Seems like you’ve got it worked out already, mate.
Tobias Jesso Jr.
Without You (True Panther Sounds)
There are certain labels that you trust innately, no matter what your misgivings. Rough Trade, Slumberland and Young Turks three that immediately spring to mind, and True Panther Sounds is another. Having brought Christopher Owens’ Girls into the world, this Matador offshoot has struggled for an act to hang its hat off. Until the arrival of Tobias Jesso Jr., that is.
A piano balladeer who’ll soon have your heartstrings under lock and key, his songs are simple and pure in a way that’s utterly disarming. “I can hardly breathe without you,” warbles the Vancouver-born performer over plaintive piano chords. “There is no future I want to see without you.”
What’s that in my eye? Well, the pollen count is ludicrously high for this time of year - so shut up about it.
Courtney Barnett
Depreston (Milk! Records)
Courtney Barnett an incredibly talented lyricist, of that there's no doubt. From a “percolator” to “pressed metal ceilings”, 'Depreston' finds substance in the kind of suburban mundanity most eyes would gloss over. "If you've got a spare half a million / You could knock it down and start rebuildin'," reflects the Melbourne troubadour as she peers around her potential home to be. Propping up this dazzling wordplay is a truly threadbare tune.

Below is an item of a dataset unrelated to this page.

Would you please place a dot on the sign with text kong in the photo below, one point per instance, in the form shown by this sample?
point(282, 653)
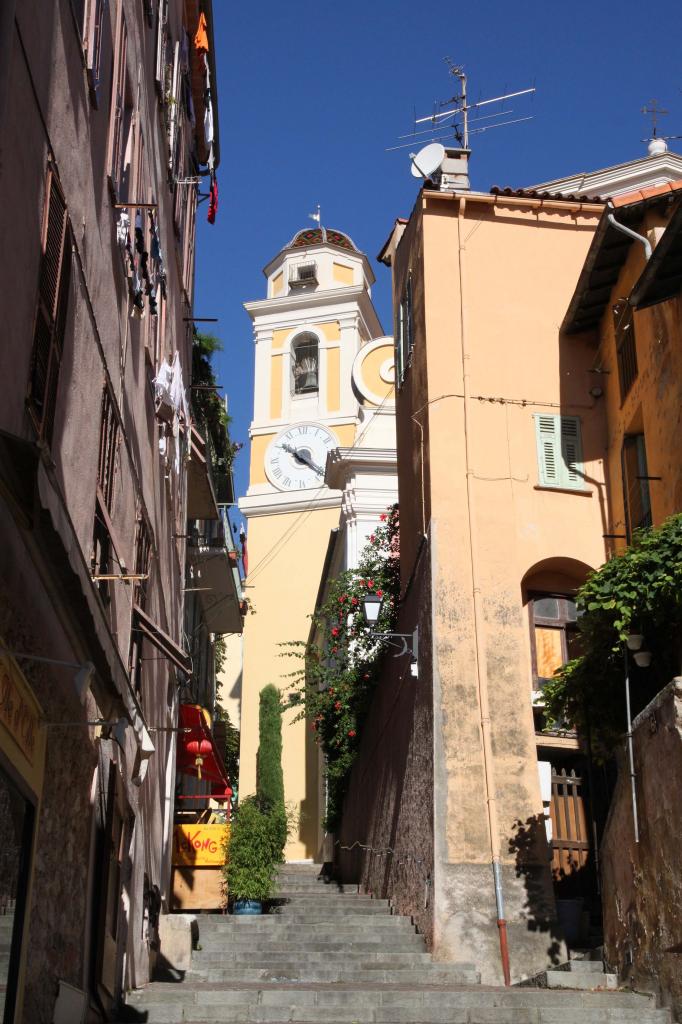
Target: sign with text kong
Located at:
point(200, 846)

Fumbling and pautious, it drags ‘Depreston’ onto just the right side of understated. Coincidentally, this is where Barnett happens to be at her best.
Chromatics
I Can Never Be Myself When You’re Around
(Italians Do It Better)
Chromatics are a band with a breathtaking scale of imagination. Enough to make you want to pirouette around the Shard or two-step with Nelson’s Column. To hell with Technicolor, Johnny Jewel must dream in 8K from the sound of ‘I Can Never Be Myself When You’re Around’.
Outfit
Genderless (Memphis Industries)
From Hot Chip imitators to dancefloor savants with a thirst caterwauling swells of feedback. You’ve changed, Outfit. For the better.
Lyric of the week
Sun Kil Moon
Ali/Spinks 2 (Caldo Verde Records)
“But I'm a songwriter, I write songs in my car until the day I die / I write songs that make people laugh, cry, happy / And songs that make grown man shit their pants like little fucking babies.”